Lab in jeopardy after salmon research complaint

The Atlantic Veterinary College laboratory could find its international credentials suspended because of a complaint filed by another country over research into a potentially lethal salmon virus.

The World Organization for Animal Health, known as the OIE, designates the Prince Edward Island facility as one of only two international reference laboratories focusing on infectious salmon anaemia.

The lab and the efforts of researcher Fred Kibenge received national attention after his work on samples from B.C. sockeye salmon was later challenged by the federal government.
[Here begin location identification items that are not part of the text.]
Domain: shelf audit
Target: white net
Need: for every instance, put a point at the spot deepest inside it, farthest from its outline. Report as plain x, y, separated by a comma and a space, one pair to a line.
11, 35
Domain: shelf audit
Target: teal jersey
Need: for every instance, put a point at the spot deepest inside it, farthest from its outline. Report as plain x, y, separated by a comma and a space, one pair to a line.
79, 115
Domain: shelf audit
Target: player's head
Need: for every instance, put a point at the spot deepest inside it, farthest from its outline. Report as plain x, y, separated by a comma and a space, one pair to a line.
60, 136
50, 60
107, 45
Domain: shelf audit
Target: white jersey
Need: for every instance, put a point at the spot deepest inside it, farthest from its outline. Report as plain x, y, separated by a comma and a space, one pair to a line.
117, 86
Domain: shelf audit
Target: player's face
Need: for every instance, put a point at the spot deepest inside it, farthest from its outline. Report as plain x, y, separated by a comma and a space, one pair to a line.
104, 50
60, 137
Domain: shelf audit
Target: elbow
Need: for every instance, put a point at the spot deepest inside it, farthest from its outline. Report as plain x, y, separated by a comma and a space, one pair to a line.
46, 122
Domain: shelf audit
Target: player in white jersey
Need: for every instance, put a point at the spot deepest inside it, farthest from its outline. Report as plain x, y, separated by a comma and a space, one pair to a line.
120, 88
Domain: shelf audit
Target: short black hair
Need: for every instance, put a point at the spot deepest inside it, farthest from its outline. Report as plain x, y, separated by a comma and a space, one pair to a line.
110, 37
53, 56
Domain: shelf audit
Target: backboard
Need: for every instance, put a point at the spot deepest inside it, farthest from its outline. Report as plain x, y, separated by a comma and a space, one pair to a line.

Kibenge's research showed the presence of the virus that can be devastating to farm fish and has never been detected in British Columbian waters before.

Guy Gravelle, a spokesman for the Canadian Food Inspection Agency, said in an email Friday that an OIE member country had become concerned because the facility's work on samples from that country were not consistent with findings from other researchers.
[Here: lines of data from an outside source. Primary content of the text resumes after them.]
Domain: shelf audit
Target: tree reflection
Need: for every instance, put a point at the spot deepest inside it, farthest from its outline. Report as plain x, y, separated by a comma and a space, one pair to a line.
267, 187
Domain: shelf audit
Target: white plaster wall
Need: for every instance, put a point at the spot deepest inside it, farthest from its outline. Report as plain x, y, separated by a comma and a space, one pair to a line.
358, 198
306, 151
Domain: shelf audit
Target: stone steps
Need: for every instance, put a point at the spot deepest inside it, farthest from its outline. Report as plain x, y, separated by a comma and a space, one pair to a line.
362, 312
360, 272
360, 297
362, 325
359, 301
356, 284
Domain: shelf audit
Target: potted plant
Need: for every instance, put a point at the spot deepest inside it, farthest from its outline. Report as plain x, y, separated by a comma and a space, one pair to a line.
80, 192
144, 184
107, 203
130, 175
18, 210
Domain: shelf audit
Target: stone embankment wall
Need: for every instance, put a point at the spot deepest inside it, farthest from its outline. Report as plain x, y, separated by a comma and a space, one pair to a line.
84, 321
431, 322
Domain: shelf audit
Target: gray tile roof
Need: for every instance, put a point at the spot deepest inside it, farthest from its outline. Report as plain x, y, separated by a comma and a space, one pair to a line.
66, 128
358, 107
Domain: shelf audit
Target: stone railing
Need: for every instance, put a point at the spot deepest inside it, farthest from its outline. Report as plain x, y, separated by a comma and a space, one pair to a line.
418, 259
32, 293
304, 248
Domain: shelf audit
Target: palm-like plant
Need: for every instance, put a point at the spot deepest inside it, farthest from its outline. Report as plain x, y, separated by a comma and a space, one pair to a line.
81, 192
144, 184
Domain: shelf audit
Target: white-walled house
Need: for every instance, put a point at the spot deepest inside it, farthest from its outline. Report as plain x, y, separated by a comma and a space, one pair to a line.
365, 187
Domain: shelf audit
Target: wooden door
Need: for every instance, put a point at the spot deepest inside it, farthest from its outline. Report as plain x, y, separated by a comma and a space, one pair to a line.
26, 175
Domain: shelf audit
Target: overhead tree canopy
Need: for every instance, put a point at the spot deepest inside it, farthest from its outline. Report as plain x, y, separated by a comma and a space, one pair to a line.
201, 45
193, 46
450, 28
He wouldn't name the country.

Don Reynolds, dean of the veterinary college, said the OIE then audited the lab this past August.

"We have that report," he said. "And there is a recommendation that says that until certain things are straightened out, so to speak, the OIE designation will be suspended and put into abeyance."
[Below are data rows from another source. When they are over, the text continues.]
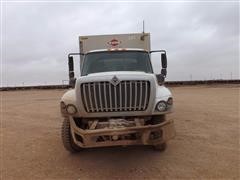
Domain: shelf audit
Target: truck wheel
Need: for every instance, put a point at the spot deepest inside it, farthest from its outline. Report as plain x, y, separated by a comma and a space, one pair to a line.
160, 147
158, 119
67, 138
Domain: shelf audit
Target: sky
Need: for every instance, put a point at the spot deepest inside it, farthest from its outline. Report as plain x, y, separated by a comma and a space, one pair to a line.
201, 38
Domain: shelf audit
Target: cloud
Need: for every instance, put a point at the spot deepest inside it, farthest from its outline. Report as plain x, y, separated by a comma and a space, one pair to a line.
202, 39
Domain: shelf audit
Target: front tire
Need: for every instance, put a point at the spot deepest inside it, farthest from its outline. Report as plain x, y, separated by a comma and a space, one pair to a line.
67, 138
157, 120
160, 147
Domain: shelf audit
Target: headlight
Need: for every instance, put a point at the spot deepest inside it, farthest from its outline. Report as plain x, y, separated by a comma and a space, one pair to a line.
71, 109
170, 101
161, 106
Reynolds didn't elaborate on what needs to be "straightened out," but added the recommendation must go to the OIE director who'll make a decision on the lab's designation.

"We're waiting here. We don't know when that will happen."

Reynolds said the college doesn't believe the recommendation has anything to do with Kibenge's testimony at the Cohen Commission, the federal inquiry examining the decline of Fraser River sockeye returns, or his work on the virus in British Columbia.

"We don't feel that way," he said. "We feel it's the result of the OIE audit."